PATRICK POIVRE D'ARVOR - Alors puisqu'on parle des 35 heures que vous ne prisez guère, pourquoi vous ne les supprimez pas carrément puisque il y a toujours des toilettages, des énièmes versions ?

LE PRESIDENT - Sur les 35 heures, écoutez, d'abord nous sommes le seul pays au monde à nous être doté de cette législation, il n'y en a pas un autre, et on l'a payé de deux problèmes, plus de chômeurs que les autres, parce qu'un pays qui travaille moins que les autres c'est un pays qui crée moins de richesse et qui a moins de croissance. Et toute ma stratégie économique c'est de libérer les forces de travail dans notre pays pour gagner ce point de croissance qui nous manque.
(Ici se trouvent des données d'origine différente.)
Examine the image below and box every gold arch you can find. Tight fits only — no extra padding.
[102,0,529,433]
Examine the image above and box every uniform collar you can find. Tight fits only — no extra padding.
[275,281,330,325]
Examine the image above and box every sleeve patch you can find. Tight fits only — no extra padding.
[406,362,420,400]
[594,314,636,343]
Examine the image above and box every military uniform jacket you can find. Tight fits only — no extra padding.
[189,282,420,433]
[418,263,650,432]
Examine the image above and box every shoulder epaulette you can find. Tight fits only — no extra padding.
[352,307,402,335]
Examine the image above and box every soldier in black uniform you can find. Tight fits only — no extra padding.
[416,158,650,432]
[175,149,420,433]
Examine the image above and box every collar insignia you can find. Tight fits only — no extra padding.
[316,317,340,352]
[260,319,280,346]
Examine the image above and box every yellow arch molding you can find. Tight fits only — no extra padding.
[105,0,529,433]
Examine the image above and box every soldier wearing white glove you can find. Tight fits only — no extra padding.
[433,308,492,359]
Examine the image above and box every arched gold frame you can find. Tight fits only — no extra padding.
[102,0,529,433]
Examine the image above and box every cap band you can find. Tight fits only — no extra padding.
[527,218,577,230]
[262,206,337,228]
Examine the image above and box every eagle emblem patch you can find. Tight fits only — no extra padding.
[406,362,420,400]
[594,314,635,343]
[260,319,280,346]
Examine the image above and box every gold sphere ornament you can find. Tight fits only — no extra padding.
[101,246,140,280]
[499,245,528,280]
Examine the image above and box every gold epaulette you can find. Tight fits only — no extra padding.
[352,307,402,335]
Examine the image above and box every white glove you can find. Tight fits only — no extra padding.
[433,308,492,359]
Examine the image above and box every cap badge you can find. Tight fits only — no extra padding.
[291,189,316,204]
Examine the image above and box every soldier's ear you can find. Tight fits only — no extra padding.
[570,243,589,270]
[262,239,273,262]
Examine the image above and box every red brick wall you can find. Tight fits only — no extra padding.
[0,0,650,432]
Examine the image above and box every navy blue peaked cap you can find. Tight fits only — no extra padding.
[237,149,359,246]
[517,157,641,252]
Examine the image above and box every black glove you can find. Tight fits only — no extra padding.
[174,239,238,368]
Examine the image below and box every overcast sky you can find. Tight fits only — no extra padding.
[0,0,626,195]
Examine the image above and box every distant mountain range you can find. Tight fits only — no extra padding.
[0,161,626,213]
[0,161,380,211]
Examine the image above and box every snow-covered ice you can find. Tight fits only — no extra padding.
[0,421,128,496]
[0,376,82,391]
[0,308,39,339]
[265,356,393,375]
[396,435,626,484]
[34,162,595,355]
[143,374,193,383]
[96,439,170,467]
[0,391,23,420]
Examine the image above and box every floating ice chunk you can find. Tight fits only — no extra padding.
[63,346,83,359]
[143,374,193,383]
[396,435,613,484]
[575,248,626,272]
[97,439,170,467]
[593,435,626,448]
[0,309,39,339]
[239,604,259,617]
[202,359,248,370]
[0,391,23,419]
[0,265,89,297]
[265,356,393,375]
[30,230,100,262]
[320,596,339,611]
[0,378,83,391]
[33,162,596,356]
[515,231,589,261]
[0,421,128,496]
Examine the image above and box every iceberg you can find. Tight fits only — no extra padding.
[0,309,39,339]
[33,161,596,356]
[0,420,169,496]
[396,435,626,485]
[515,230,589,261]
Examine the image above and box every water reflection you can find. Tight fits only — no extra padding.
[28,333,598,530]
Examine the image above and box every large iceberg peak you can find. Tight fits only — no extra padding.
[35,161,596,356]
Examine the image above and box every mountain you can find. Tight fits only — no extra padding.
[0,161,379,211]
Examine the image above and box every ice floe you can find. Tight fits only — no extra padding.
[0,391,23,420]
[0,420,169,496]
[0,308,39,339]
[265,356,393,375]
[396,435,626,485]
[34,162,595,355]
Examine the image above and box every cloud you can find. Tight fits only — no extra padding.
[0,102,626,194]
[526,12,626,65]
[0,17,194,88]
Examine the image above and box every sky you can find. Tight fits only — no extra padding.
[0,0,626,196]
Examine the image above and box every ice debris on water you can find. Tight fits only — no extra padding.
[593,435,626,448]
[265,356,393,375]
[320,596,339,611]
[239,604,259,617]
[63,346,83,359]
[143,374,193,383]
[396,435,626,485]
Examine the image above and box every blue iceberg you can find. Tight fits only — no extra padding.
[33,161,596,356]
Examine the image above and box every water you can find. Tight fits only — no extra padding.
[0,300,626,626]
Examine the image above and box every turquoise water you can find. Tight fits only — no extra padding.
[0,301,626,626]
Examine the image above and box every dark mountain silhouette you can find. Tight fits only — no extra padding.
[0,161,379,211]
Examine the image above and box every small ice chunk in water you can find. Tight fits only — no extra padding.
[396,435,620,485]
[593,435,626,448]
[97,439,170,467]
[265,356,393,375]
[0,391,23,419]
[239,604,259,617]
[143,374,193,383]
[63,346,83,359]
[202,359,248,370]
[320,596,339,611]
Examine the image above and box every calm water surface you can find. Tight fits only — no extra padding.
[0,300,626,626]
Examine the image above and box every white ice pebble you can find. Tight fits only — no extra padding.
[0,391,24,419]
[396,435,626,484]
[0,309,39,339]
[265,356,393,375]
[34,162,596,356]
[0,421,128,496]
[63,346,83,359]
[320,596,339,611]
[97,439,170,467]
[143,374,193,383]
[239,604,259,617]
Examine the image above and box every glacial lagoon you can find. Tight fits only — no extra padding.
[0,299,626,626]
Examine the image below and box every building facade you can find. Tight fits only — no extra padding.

Et puis on l'a payé d'un deuxième problème qui est immense en France c'est qu'on ne parle plus des salaires, on ne parle plus du pouvoir d'achat···

PATRICK POIVRE D'ARVOR - Mais on parle du temps libre en revanche···

LE PRESIDENT - Et moi je m'inscris en faux contre ceux qui disent, soi-disant experts, qu'il n'y a pas de problème de pouvoir d'achat en France, il y a un gigantesque problème de pouvoir d'achat. Comment le résoudre ? En permettant aux gens de travailler plus pour gagner plus. Alors qu'est-ce qu'on va faire ? D'abord à partir du 1er octobre, toutes les heures supplémentaires que feront les salariés français ils ne paieront pas d'impôt et ne paieront pas de charge dessus. Donc on encourage les entreprises à donner des heures supplémentaires et on encourage les salariés à faire des heures supplémentaires. Imaginez ce qu'on dirait de moi si je proposais aux Français de gagner plus sans travailler plus, ils diraient " il le fabrique cet argent, comment il fait ? " Deuxième élément, je veux faciliter la possibilité pour les salariés de choisir entre du temps libre ou du pouvoir d'achat. Il y a des tas de salariés qui ont des problèmes de pouvoir d'achat et qui veulent pouvoir transformer les jours de congé accumulés parce qu'ils ont fait des heures supplémentaires en pouvoir d'achat, en salaire, en rémunération, on va les autoriser. Et enfin je voudrais que les heures choisies ce soit la liberté du salarié : savez-vous qu'un salarié français n'a pas le droit de faire des heures supplémentaires dans son entreprise s'il n'y a pas eu un accord pour la branche. C'est hallucinant, il faut laisser un accord d'entreprise, il faut laisser les gens discuter, les syndicats discuter, entreprise par entreprise, mais pourquoi empêcher, c'est quand même une idée très curieuse que celle qui consiste à vouloir empêcher absolument les gens de travailler plus pour gagner davantage.

......

SUITE de l'interview en cliquant sur ce lien.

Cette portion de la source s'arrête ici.